Id., 530 U.S. at 648. The advisory opinions of ethics committees of other states on the particular subject may also assist the judge, but they, of course, are not binding on our Supreme Court or the Committee.

Ultimately, a judge must be guided by the underlying purposes of Rule 3.6 that membership in an organization by a judge must not give rise to the appearance of impropriety thus diminishing public confidence in the integrity and impartiality of the judiciary, nor must it create a perception that the judge's impartiality is impaired. And, a judge should be mindful of the admonition of Rule 3.1(C) that a judge shall not "participate in activities that would reasonably appear to undermine the judge's independence, integrity or impartiality."

While the Committee acknowledges judges would like definitive answers to their questions as to whether they may or may not belong to particular organizations, the Committee is unable to do so. The Committee does not possess the resources to perform the kind of investigation that would be required to decide that issue properly among the myriad of organizations and almost infinite subchapters to which our judges belong or to engage in the type of balancing between the competing interests at play. Each judge must decide this issue on the relevant facts being mindful of the various interests at play.

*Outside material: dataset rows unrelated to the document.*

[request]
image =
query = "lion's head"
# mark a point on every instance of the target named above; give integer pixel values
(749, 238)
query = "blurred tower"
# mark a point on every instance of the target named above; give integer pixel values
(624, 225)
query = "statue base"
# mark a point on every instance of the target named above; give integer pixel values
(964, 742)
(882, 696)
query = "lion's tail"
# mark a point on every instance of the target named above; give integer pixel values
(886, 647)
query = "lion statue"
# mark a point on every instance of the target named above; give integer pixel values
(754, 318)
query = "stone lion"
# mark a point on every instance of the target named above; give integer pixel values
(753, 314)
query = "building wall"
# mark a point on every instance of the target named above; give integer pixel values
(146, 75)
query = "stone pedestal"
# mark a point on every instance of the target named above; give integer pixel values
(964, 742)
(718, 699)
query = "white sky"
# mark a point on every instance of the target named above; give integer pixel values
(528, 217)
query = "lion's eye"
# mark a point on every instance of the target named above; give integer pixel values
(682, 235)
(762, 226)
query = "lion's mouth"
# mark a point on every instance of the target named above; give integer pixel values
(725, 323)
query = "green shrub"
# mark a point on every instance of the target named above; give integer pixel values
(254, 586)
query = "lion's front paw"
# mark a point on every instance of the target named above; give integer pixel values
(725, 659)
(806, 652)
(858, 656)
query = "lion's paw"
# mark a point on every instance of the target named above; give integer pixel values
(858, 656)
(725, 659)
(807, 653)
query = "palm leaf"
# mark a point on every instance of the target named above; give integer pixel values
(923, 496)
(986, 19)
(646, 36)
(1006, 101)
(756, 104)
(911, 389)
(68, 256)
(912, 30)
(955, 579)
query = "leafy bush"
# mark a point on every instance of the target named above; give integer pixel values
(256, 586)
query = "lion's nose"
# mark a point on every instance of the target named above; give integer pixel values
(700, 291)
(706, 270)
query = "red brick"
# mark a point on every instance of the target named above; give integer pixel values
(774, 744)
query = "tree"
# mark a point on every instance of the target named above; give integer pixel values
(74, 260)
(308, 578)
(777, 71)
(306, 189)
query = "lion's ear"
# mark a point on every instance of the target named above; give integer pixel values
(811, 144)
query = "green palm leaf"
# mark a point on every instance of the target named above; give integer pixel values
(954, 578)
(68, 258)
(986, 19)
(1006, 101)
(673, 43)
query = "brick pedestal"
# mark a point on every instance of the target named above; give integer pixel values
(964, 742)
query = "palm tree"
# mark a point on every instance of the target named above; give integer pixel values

This Formal Advisory Opinion is intended to provide judicial officers subject to the Code of Judicial Conduct with broad guidance regarding one of the Committee's most difficult areas of inquiry. Judicial officers are reminded that to enjoy the rule of reliance on the Committee's advice, or if they have a question concerning the application of these guidelines, they should make a written request for advice from a member of the Committee tailored to the particular situation confronted. The Code provides that although such opinions are not per se binding on the Judicial Conduct Board, the Court of Judicial Discipline, or the Supreme Court of Pennsylvania, action taken in reliance thereon shall be considered in determining whether discipline should be recommended or imposed.

1 Preamble (8) states:

The Ethics Committee of the Pennsylvania Conference of State Trial Judges is designated as the approved body to render advisory opinions regarding ethical concerns involving judges, other judicial officers and judicial candidates subject to the Code of Judicial Conduct. Although such opinions are not, per se, binding upon the Judicial Conduct Board, the Court of Judicial Discipline or the Supreme Court of Pennsylvania, action taken in reliance thereon and pursuant thereto shall be taken into account in determining whether discipline should be recommended or imposed.

2 Canons 2 A and 5 B of the pre-July 1, 2014, Code of Judicial Conduct.

3 Code of Judicial Conduct, Preamble (2) and (3).

4 Note, Comment (4) to the Rule provides that " judge's membership in a religious organization as a lawful exercise of the freedom of religion is not a violation of this Rule."

207 Pa. Code §§ 15-2

The provisions of this § 15-2 adopted July 31, 2015, 45 Pa.B. 4154.